Want to reduce downtime? Are you sure?

Guillermo Ojeda's photo
Guillermo Ojeda
·Jul 30, 2022·

9 min read

Software systems can either work, or not work. When they work users are happy, we make money and everything is great. When they're not working, though, we miss a chance to make money and users get angry (rightfully so), which leaves us feeling down. That's why we call downtime the time when the system is not working (it's a joke).

System works = Good. System not works = Bad.

So, we just make the system work all the time and we make more money, right? More good and less bad! Well, yeah, possibly, kind of, but you should know how expensive that is.

We're going to talk about making a system work more often and not work less often, how to achieve that and how much can it cost (spoiler: it's not linear, it becomes A LOT). In more technical terms, we're going to talk about availability, downtime, how to architect a system for higher availability and the associated costs.

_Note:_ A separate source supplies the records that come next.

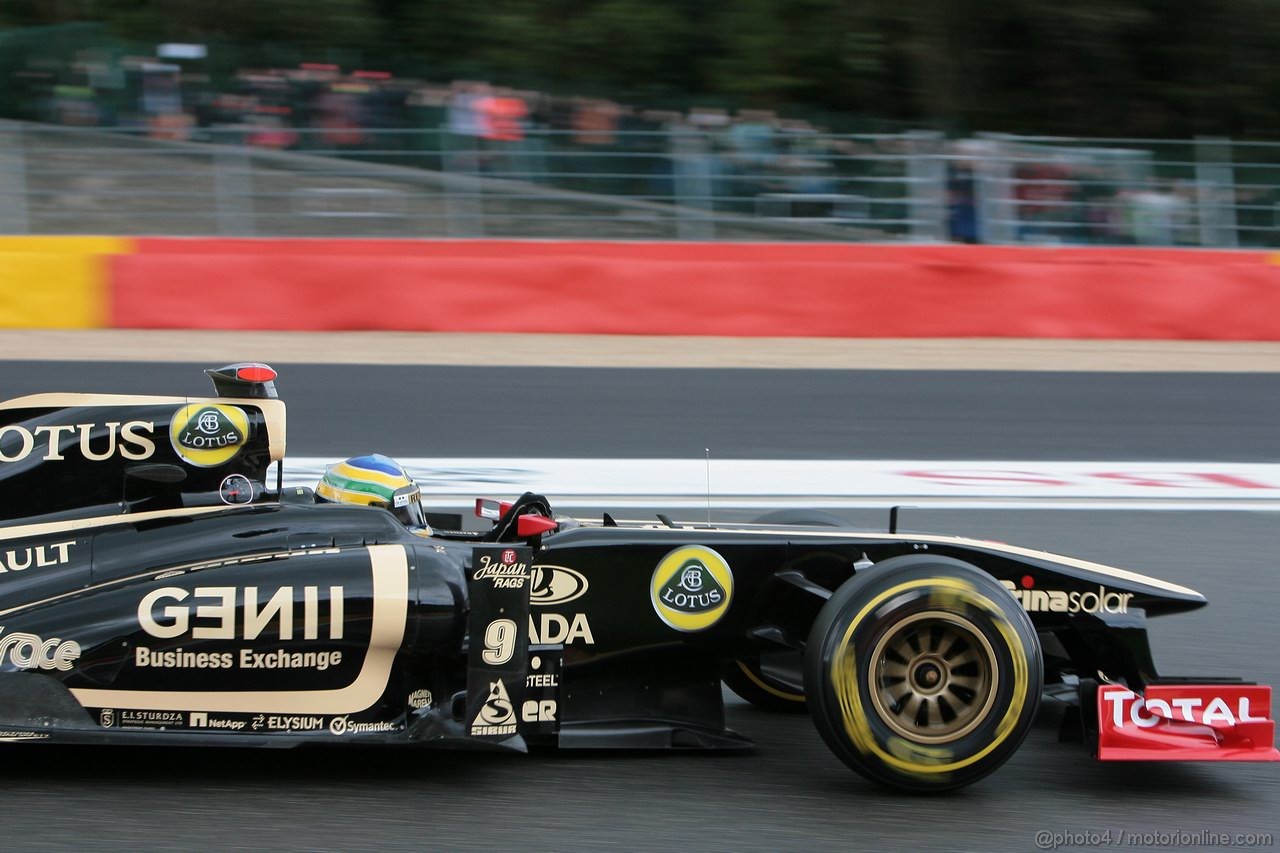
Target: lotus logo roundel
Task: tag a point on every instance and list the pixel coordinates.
(209, 434)
(691, 588)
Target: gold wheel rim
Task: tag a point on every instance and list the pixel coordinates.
(933, 678)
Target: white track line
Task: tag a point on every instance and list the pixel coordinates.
(840, 483)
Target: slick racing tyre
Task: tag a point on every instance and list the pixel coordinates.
(773, 682)
(923, 674)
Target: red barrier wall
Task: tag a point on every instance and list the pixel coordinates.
(698, 288)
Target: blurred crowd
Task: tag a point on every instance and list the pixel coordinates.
(748, 162)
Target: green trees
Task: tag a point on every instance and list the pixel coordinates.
(1079, 67)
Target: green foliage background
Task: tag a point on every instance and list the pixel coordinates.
(1139, 68)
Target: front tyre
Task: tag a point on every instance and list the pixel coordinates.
(923, 674)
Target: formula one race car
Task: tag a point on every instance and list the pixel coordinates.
(156, 588)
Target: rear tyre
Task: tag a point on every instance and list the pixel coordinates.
(923, 674)
(773, 682)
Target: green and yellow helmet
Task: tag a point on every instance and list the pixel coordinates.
(374, 480)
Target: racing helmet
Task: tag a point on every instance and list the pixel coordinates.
(374, 480)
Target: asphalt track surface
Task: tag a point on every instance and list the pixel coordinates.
(417, 410)
(790, 793)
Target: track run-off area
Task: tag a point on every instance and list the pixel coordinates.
(1166, 466)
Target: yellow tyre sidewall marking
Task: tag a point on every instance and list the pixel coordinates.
(844, 674)
(773, 690)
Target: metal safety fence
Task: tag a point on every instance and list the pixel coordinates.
(676, 183)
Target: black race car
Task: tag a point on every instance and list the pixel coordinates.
(156, 585)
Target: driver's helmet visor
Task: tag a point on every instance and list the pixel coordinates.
(407, 506)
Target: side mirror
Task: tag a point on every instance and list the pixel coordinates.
(534, 525)
(492, 509)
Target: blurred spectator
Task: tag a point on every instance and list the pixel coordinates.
(595, 121)
(1157, 215)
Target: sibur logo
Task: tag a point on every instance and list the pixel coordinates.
(497, 716)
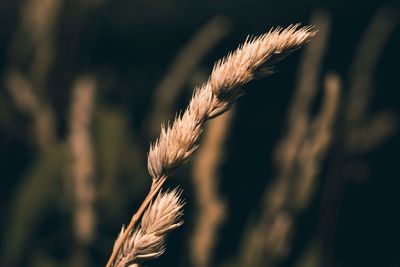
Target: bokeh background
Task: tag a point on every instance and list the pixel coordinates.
(296, 175)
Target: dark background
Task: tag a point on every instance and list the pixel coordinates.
(128, 46)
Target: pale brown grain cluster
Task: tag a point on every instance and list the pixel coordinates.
(178, 141)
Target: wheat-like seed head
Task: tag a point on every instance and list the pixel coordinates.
(147, 241)
(178, 141)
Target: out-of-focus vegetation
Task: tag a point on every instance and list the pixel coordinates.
(85, 84)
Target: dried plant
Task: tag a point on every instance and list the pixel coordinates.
(82, 169)
(297, 157)
(178, 141)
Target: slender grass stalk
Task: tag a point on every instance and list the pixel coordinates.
(178, 141)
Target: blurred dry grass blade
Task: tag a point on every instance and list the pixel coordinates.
(182, 67)
(27, 101)
(82, 166)
(268, 240)
(211, 208)
(148, 240)
(178, 141)
(360, 132)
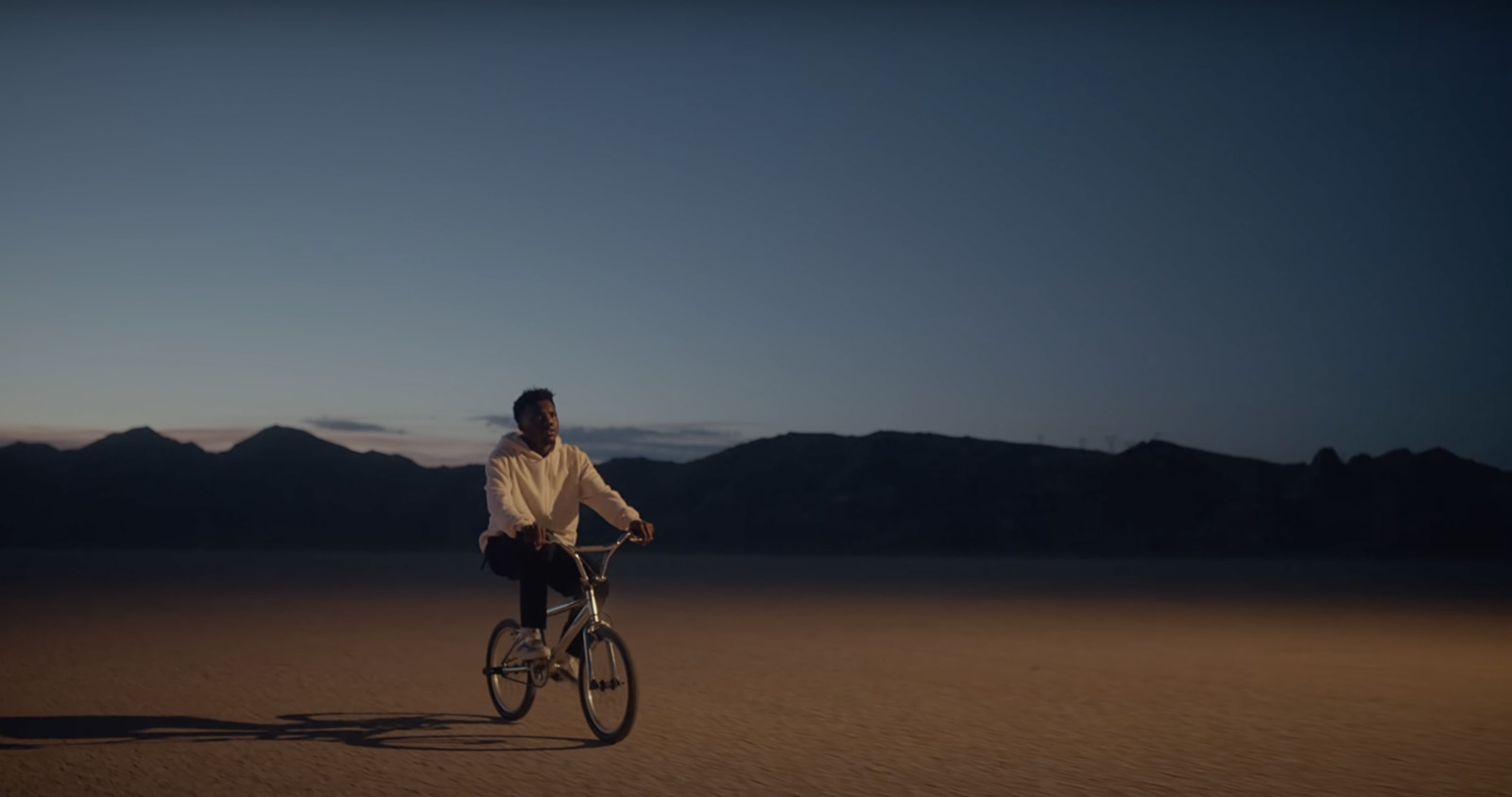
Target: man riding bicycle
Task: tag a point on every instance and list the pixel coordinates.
(534, 483)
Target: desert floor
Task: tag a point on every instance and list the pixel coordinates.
(262, 673)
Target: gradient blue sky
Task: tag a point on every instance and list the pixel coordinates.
(1247, 230)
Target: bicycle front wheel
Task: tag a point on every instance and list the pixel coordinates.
(607, 685)
(510, 685)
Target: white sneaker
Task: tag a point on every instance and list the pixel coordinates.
(567, 670)
(529, 645)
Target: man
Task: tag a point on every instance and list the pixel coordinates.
(534, 483)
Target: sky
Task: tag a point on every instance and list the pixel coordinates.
(1246, 229)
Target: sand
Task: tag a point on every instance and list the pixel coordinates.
(324, 678)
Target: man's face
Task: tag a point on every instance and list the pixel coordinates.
(539, 423)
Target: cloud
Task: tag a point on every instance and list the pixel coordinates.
(339, 424)
(672, 442)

What does availability mean?

Let's go with a few technical terms first. We call availability the percentage of time that a system is working. By the way, working means it can serve user requests. We measure availability in nines (9s), where two nines (2 9s) means the system is working 99% of the time. If the system is working 99% of the time, it's not working 1% of the time.

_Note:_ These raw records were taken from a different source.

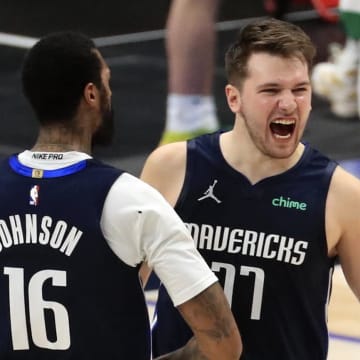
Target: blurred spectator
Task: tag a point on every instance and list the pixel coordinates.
(337, 80)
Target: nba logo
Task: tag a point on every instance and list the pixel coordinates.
(34, 195)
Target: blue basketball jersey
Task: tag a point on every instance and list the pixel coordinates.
(63, 293)
(266, 242)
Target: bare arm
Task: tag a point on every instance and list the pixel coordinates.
(343, 225)
(216, 335)
(164, 169)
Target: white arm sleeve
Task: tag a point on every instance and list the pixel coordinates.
(139, 225)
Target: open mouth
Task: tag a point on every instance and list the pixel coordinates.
(282, 128)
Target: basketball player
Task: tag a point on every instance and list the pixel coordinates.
(269, 213)
(74, 231)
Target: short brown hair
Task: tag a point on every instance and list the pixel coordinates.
(272, 36)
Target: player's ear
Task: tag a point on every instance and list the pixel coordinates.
(233, 98)
(91, 94)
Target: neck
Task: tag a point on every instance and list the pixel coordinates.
(62, 140)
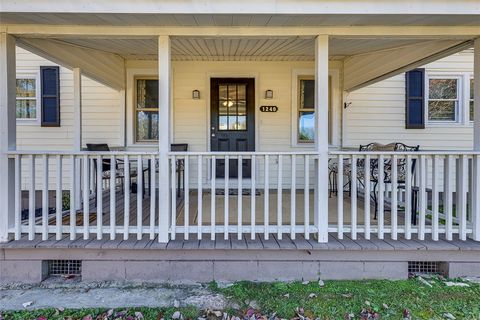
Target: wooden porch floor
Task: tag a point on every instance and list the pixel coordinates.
(273, 243)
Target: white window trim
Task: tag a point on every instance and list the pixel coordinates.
(463, 103)
(31, 121)
(132, 74)
(135, 109)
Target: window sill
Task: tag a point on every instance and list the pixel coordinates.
(28, 122)
(449, 125)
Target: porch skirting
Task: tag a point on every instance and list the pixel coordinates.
(180, 263)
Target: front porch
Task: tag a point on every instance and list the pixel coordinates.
(278, 198)
(303, 204)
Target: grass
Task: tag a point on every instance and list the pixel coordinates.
(332, 301)
(337, 298)
(74, 314)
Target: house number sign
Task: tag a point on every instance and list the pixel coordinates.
(268, 108)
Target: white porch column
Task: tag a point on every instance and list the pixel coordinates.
(7, 132)
(164, 81)
(77, 131)
(476, 140)
(77, 109)
(321, 135)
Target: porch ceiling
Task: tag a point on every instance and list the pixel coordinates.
(249, 20)
(242, 48)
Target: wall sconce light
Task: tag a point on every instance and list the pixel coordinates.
(196, 94)
(269, 94)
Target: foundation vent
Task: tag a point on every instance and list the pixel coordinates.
(64, 267)
(425, 267)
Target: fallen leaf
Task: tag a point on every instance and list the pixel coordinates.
(425, 282)
(456, 284)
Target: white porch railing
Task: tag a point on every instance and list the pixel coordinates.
(83, 192)
(65, 194)
(424, 193)
(266, 202)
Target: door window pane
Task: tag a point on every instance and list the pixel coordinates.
(306, 126)
(232, 107)
(147, 125)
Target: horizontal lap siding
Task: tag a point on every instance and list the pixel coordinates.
(101, 119)
(377, 113)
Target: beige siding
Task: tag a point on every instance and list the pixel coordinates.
(101, 118)
(377, 113)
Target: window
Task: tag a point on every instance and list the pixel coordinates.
(471, 100)
(306, 110)
(26, 98)
(443, 99)
(146, 110)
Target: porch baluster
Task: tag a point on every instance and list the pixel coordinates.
(86, 197)
(394, 202)
(226, 197)
(240, 198)
(186, 192)
(339, 188)
(266, 195)
(99, 197)
(366, 197)
(279, 197)
(199, 197)
(113, 198)
(126, 197)
(18, 197)
(353, 198)
(306, 197)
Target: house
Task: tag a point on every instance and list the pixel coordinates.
(200, 140)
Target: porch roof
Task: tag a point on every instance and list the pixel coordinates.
(243, 13)
(366, 60)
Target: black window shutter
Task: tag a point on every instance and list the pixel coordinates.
(50, 95)
(415, 99)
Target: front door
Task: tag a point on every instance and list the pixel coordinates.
(232, 121)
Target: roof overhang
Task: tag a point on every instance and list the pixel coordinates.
(275, 7)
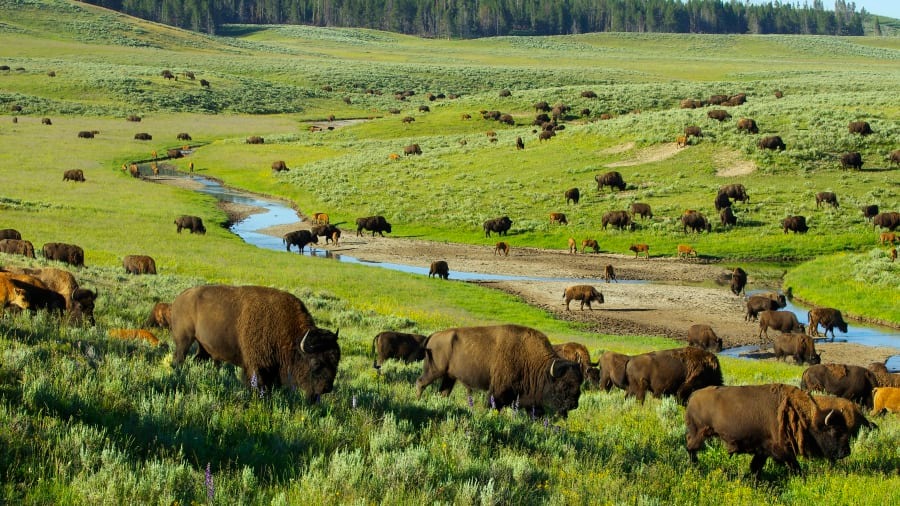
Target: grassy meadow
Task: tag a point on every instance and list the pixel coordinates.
(85, 418)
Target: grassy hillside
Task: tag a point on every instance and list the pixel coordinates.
(86, 418)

Actually there are more states than working and not working. For example, the system could be presenting old data when it can't fetch the latest, or it could be working for only some users, or with an increased latency. These are not necessarily bad things, they're actually strategies to deal with parts of a system being down. However, to keep this discussion simple, we're just going to consider the two states of up (everything is working) and down (nothing is working).

This feels like a good spot to warn you that this discussion requires a bit of math. For now we'll go with some numbers so you get a feeling of how much actual downtime we're talking about, but we'll be multiplying some probabilities later.

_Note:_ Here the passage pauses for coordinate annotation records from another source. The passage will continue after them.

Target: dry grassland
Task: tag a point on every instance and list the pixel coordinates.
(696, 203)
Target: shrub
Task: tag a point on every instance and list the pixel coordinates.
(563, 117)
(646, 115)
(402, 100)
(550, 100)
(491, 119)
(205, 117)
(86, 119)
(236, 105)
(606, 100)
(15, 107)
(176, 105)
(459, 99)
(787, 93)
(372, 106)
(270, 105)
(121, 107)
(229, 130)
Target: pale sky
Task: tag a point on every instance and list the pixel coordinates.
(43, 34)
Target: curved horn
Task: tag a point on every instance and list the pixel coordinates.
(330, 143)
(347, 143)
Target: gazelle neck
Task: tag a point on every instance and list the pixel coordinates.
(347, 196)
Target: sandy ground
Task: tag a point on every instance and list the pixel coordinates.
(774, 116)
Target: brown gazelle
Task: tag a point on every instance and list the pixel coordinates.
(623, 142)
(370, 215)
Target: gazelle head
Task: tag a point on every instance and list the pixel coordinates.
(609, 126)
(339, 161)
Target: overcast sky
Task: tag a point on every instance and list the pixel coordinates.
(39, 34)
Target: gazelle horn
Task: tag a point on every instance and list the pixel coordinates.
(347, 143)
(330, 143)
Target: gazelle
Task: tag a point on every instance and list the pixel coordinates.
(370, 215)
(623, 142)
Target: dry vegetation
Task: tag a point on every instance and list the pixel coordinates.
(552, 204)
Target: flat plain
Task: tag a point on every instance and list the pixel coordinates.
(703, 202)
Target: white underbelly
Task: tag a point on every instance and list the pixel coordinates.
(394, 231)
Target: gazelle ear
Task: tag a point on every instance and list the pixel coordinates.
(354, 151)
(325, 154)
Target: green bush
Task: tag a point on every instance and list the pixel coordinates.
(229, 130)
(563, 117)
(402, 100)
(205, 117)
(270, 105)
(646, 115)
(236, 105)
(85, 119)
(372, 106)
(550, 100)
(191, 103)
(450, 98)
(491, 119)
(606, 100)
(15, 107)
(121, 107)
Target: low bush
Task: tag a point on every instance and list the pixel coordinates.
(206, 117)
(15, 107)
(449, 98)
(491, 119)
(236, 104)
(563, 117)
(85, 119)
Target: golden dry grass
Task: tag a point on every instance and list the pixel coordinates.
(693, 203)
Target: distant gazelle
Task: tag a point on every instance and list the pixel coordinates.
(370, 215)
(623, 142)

  • 95% availability = 5% downtime = 1 hour 12 minutes of downtime per day.
  • 99% availability = 1% downtime = 14 minutes of downtime per day or 3.5 days per year.
  • 99.5% availability = 0.5% downtime = 3.5 hours of downtime per month or 1.8 days per year.
  • 99.9% availability = 0.1% downtime = 8 hours 45 minutes of downtime per year.
  • 99.99% availability = 0.01% downtime = 52 minutes of downtime per year.

We measure availability in 9s and operate in probabilities, but I wanted you to understand how much downtime our values for availability really mean. Going from 95% to 99% availability doesn't seem too crazy, but can you imagine what you'd need to do to achieve 99.99% availability? Probably rearchitect the whole system and even the whole operations area of the company, at a minimum!

Ok, but how much availability do I have?

One way to know a system's availability is simply to measure it: 1 - % of failed requests = availability. It's very straightforward for an already implemented system. But what if we don't have a lot of historical data points (or any whatsoever)? Then it becomes a game of What Ifs, probabilities and multiplication.

Let me show you what I mean. Let's design a system together and see what its availability would be.

Some design decisions:

  • We'll make it serverless, because we're cool (and it makes the math easier)
  • We'll use AWS, because we're AWSome (just kidding)
  • We'll host static content in S3, but since that has a boring 4 9s of availability, we'll leave it out of this exercise.
  • There are GET (non-static content), POST and PUT requests that will always be handled by API Gateway -> Lambda -> RDS with a single instance.
  • If any part of the system fails, it will return an error response. There are no caches and no automatic retries (these are areas where we can improve!).
  • I'm trying to keep things simple and easy to understand. In the real world there are a lot more moving parts, such as a VPC for RDS and Secrets Manager, and a lot of What Ifs that can happen like a whole AWS region failing. But let's enjoy a moment of blissful ignorance, at least for this post.

If our code works all the time, we could assume our system works all the time, right? Well, we'd be wrong. It turns out infrastructure can fail as well! And AWS even tells us how often it fails, through their Service Level Agreements (SLAs). There we see that both API Gateway and Lambda have 99.95% availability, and RDS single instance has 99.5% availability.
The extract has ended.